The Price of Peace
Recently Dublin was the stage for a rally in support of Marian Price, currently interned by the British government in the face of protests from an ineffectual nationalist component of the Northern executive. She has been in custody for over 500 days, held without trail and on the basis of information considered so sensitive she is not allowed to access it and accordingly make a defence in a court of law, even a British one where law has frequently proven little more than an invitation to break it.
This highly classified information seemingly had no value prior to her holding a bit of paper in a Derry cemetery. How it is supposed to have transformed the risk she poses we are left to guess. The British police, had they really possessed sensitive information, seem not have thought it worth the paper she was waving when they failed to do anything about it prior to the cemetery incident. What happened in a Derry graveyard is simply an excuse for holding her, not a reason.
If the price of peace is Irish citizens being interned by the British state without trial, then it illuminates even further just how miniscule the achievements of the Provisional IRA campaign have been.

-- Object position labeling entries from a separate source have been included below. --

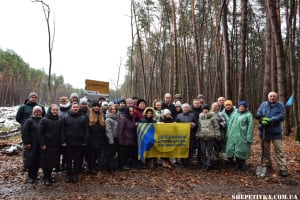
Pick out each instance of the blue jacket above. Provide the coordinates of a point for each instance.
(276, 113)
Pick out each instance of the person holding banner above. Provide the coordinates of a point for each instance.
(240, 136)
(208, 132)
(149, 115)
(127, 140)
(188, 117)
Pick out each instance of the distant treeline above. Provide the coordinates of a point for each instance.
(18, 79)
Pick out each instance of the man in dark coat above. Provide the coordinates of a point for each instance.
(31, 143)
(74, 138)
(24, 112)
(49, 137)
(167, 104)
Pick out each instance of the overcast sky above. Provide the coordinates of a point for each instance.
(91, 37)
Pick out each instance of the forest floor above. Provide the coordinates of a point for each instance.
(222, 182)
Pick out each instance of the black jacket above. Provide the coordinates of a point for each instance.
(75, 131)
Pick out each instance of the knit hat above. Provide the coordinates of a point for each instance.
(177, 96)
(83, 101)
(186, 105)
(206, 107)
(200, 96)
(123, 101)
(74, 94)
(104, 103)
(32, 94)
(95, 103)
(116, 101)
(141, 100)
(166, 112)
(36, 108)
(228, 102)
(243, 103)
(177, 104)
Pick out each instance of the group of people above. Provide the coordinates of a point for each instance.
(77, 131)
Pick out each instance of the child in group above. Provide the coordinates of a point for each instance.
(208, 131)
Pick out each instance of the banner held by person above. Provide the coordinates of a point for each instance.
(169, 140)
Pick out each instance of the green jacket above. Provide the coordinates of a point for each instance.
(240, 135)
(208, 127)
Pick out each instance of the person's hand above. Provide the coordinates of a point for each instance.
(265, 121)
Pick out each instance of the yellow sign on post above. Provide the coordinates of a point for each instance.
(98, 86)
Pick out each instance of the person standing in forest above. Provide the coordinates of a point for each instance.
(74, 137)
(24, 112)
(49, 137)
(111, 128)
(30, 140)
(271, 114)
(168, 104)
(240, 136)
(97, 139)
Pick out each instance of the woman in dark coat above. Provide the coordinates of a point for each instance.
(97, 137)
(127, 140)
(74, 129)
(49, 136)
(31, 142)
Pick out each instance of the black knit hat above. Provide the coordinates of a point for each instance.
(206, 107)
(141, 100)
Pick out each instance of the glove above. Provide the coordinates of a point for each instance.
(265, 121)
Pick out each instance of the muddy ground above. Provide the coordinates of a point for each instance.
(222, 182)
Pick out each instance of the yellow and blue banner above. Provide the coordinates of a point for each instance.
(164, 140)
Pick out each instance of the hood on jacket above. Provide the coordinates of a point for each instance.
(149, 108)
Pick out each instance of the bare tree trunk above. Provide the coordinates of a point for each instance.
(197, 54)
(46, 10)
(243, 51)
(276, 30)
(267, 72)
(226, 50)
(175, 56)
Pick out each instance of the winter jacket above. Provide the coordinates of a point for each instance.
(64, 110)
(222, 124)
(276, 113)
(97, 135)
(240, 135)
(228, 115)
(30, 136)
(127, 131)
(50, 136)
(111, 127)
(208, 127)
(171, 107)
(25, 111)
(137, 114)
(74, 130)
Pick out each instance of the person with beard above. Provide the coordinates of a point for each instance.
(127, 140)
(30, 140)
(97, 138)
(24, 112)
(74, 138)
(49, 137)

No one died marching through Derry so that the British state could have the right to intern.
The Prince of Peace
Strangely enough the man Marian Price has openly stated sent her on the bombing mission to London, in 1973 for which she is currently being held in prison almost 40 years later, is the current TD for Louth, Sinn Fein boss Gerry Adams.
The former IRA leader has since moved on with his life, even if others continue to serve life for the activity he directed. The extent to which he has moved on can be found in his praise for the Garda response to the Real IRA funeral of Alan Ryan. For decades Fine Gael, the unionists and the British government was telling him this was exactly how republican funerals should be handled.

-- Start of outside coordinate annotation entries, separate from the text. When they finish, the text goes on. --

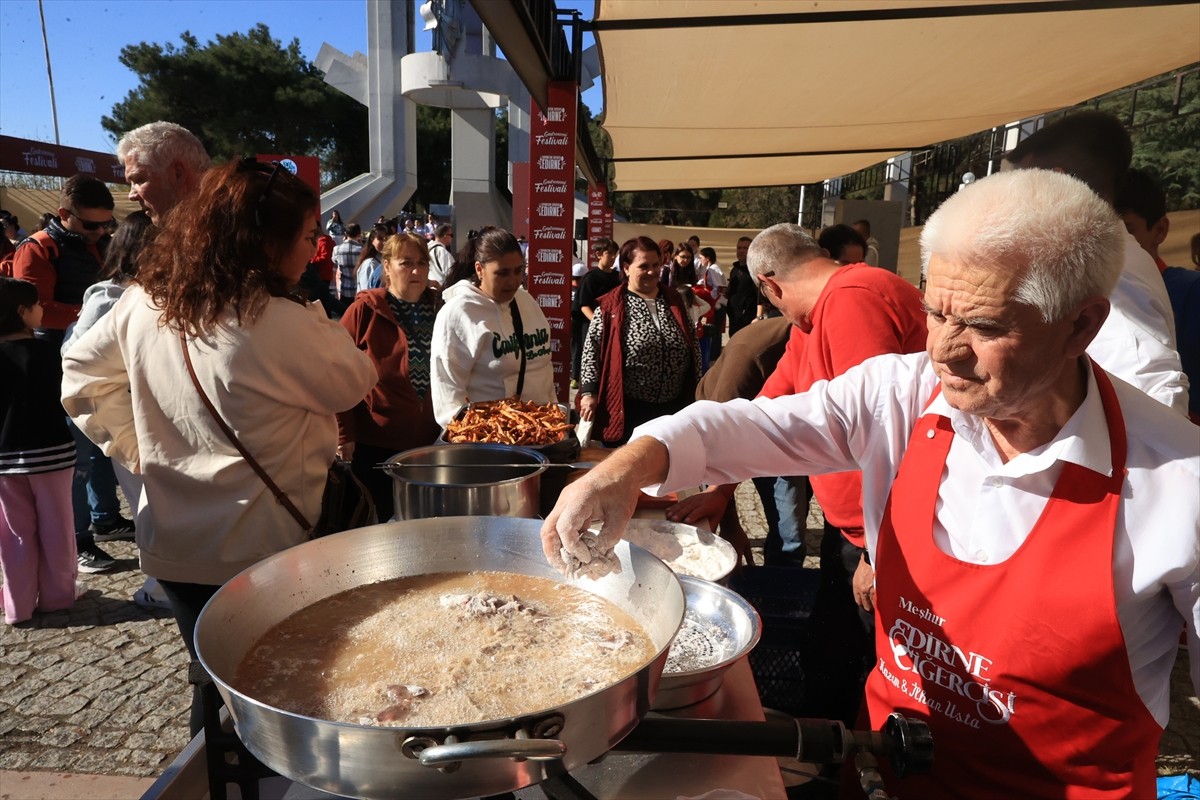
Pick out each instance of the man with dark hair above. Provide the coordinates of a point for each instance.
(743, 294)
(1137, 342)
(844, 244)
(65, 259)
(1141, 204)
(873, 246)
(63, 262)
(346, 258)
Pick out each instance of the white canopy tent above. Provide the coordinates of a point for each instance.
(761, 92)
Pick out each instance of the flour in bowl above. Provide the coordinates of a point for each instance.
(684, 548)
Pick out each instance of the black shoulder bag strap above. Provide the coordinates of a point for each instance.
(519, 329)
(280, 495)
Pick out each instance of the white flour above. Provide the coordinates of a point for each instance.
(684, 548)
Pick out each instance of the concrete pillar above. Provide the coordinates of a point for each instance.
(391, 125)
(473, 174)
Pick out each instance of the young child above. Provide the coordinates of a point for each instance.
(37, 549)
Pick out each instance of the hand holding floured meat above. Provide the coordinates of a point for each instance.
(606, 494)
(599, 563)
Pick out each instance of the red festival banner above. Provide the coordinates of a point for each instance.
(42, 158)
(552, 218)
(598, 196)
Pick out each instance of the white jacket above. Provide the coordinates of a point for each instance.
(1137, 342)
(276, 383)
(475, 356)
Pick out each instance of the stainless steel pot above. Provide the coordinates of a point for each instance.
(429, 481)
(465, 761)
(720, 626)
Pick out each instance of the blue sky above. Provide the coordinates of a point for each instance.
(87, 36)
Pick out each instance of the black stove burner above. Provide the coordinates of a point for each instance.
(905, 743)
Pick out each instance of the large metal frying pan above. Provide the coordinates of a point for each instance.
(465, 761)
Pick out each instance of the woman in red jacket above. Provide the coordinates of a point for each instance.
(393, 325)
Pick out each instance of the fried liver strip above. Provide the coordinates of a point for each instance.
(509, 422)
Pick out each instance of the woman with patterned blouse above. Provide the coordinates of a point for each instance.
(640, 358)
(394, 325)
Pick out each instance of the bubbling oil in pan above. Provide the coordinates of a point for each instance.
(443, 649)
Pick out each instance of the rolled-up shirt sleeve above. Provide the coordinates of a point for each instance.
(861, 420)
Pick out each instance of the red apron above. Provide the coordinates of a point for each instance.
(1020, 667)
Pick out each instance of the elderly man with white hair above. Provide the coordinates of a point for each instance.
(163, 164)
(1033, 521)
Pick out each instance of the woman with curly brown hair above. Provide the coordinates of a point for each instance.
(394, 326)
(217, 281)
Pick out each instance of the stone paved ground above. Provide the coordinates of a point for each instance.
(101, 689)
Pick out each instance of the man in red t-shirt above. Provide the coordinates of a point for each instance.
(843, 316)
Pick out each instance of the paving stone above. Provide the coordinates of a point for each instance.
(67, 705)
(15, 761)
(90, 719)
(15, 656)
(61, 737)
(43, 661)
(9, 675)
(53, 761)
(108, 703)
(107, 739)
(94, 762)
(18, 691)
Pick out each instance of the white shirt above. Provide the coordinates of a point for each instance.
(862, 420)
(277, 382)
(1137, 342)
(473, 353)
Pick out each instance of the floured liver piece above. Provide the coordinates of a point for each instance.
(601, 561)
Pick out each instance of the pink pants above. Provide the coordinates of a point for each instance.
(37, 548)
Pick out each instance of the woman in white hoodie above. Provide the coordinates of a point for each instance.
(216, 283)
(491, 340)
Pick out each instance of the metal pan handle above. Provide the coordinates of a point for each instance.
(534, 750)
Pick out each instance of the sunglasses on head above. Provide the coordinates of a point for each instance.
(91, 226)
(274, 168)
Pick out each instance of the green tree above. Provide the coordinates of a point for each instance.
(241, 95)
(1165, 131)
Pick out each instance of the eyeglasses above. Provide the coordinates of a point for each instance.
(91, 226)
(262, 167)
(768, 274)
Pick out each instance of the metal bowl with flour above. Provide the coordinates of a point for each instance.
(687, 549)
(719, 626)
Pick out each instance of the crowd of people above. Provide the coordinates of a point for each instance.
(1018, 421)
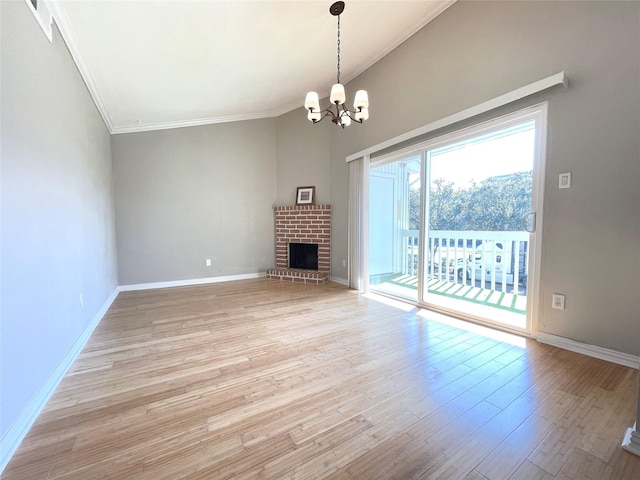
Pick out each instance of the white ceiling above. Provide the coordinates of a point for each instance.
(154, 64)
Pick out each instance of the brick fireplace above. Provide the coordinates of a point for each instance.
(302, 224)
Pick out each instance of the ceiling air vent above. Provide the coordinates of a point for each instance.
(42, 14)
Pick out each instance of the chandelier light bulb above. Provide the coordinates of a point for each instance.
(337, 94)
(362, 115)
(312, 103)
(361, 100)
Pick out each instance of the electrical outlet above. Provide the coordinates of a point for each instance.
(558, 301)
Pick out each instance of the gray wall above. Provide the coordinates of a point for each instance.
(188, 194)
(476, 51)
(57, 221)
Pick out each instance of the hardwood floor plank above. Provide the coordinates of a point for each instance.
(260, 379)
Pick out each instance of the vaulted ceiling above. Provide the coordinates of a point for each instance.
(162, 64)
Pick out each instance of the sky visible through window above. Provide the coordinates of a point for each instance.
(500, 153)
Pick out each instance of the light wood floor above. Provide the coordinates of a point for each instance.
(262, 379)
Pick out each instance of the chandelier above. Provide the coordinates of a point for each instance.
(339, 113)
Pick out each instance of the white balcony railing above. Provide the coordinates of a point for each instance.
(495, 260)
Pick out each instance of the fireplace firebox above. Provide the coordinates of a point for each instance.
(303, 255)
(307, 225)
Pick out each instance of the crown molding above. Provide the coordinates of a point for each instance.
(63, 23)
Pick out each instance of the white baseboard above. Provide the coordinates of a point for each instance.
(342, 281)
(12, 438)
(607, 354)
(185, 283)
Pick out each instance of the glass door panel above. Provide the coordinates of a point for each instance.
(394, 211)
(479, 191)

If this is how Mr Adams feels about IRA funerals perhaps he could explain his presence at so many or how he came to be central to organising resistance to the British state during what was termed ‘the battle of the funerals’ in the North. Mr Adams was at many IRA funerals including that of Bobby Sands, where masked and armed IRA members staged full blown military displays including the discharging of firearms in public places. In fact his brother was shot and injured by British Army at one such funeral and later imprisoned, accused of being a member of the firing party.

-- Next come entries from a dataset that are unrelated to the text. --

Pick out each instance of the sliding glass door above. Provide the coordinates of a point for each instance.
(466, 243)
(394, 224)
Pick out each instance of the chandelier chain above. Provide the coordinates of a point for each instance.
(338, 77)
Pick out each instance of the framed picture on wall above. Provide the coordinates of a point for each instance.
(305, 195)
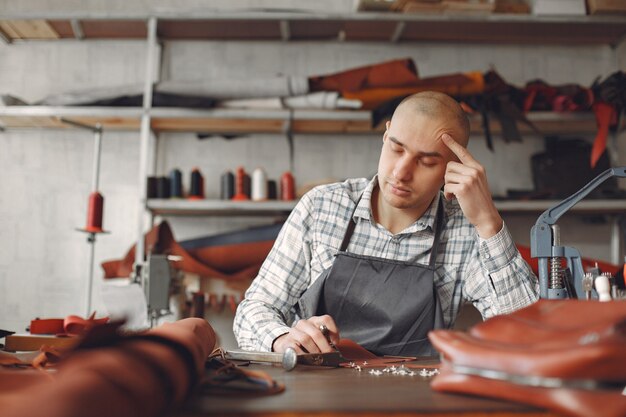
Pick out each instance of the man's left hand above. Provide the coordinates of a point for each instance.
(466, 181)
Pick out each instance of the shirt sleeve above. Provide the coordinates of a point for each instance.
(497, 279)
(267, 308)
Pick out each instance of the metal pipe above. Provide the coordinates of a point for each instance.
(145, 140)
(96, 157)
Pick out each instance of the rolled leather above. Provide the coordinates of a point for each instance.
(139, 375)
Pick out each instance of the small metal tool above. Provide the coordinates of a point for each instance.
(326, 334)
(588, 285)
(288, 359)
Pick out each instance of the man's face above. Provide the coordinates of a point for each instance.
(413, 161)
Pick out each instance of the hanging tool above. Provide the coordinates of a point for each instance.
(545, 244)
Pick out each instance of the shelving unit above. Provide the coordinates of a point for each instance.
(389, 28)
(296, 26)
(177, 207)
(224, 121)
(172, 207)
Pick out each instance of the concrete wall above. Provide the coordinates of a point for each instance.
(46, 175)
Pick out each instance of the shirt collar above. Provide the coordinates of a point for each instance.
(364, 210)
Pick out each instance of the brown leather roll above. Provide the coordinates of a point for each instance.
(139, 375)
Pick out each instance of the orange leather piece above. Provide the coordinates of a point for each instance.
(46, 326)
(160, 240)
(605, 116)
(394, 73)
(454, 84)
(72, 325)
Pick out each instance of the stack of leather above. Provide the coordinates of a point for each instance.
(112, 375)
(564, 355)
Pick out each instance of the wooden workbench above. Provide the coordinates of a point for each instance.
(347, 392)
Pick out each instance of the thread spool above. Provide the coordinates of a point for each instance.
(227, 185)
(94, 212)
(176, 184)
(259, 185)
(151, 187)
(196, 190)
(272, 193)
(247, 185)
(240, 180)
(163, 187)
(287, 187)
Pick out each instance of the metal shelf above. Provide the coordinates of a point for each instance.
(583, 207)
(175, 207)
(296, 26)
(252, 121)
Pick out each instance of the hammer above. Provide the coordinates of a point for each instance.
(288, 360)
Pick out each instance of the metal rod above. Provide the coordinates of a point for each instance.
(96, 157)
(92, 253)
(397, 32)
(77, 28)
(285, 30)
(145, 138)
(4, 37)
(616, 253)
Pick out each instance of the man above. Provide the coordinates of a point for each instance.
(383, 262)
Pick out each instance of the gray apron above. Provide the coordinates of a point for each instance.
(386, 306)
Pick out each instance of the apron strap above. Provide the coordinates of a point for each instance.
(438, 226)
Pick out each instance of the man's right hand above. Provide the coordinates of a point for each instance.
(306, 336)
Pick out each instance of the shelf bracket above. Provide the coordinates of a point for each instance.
(77, 28)
(397, 32)
(4, 37)
(285, 30)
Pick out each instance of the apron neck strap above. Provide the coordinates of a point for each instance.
(437, 231)
(350, 229)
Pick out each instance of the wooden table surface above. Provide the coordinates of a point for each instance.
(312, 391)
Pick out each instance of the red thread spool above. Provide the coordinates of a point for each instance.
(240, 189)
(94, 212)
(287, 187)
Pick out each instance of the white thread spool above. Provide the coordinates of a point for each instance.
(259, 185)
(603, 287)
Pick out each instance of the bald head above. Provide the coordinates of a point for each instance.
(439, 106)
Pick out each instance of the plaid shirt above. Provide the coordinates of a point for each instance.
(488, 272)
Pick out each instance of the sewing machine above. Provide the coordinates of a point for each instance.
(555, 281)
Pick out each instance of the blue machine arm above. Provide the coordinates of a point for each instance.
(545, 242)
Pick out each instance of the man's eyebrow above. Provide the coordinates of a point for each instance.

Legitimacy like treason is just a matter of dates.
Demanding Dublin Apologises
Peter Robinson has called on the Irish government to apologise for kick starting the Provisional IRA. Listening to the North’s first minister you would think the Provos were a Dublin based phenomenon launched from the wealthy pockets of Fianna Fail businessmen and not from the ashes of burnt out working class homes in the backstreets of Belfast. It is a unionist attempt to shift culpability for the conflict south and allow those with responsibility for the North, unionism and the British state, to evade blame.
Moreover, we know for certain that Micheal Martin was never a member of the Provisional IRA while Robinson’s deputy was the organisation’s chief of staff for almost 5 years. Will he be demanding an apology from the Derry Catholic?
In any event the DUP leader need merely hold his wish. It is only a matter of time before the Provisional leadership apologies for launching itself while denying that it was ever part of what it launched.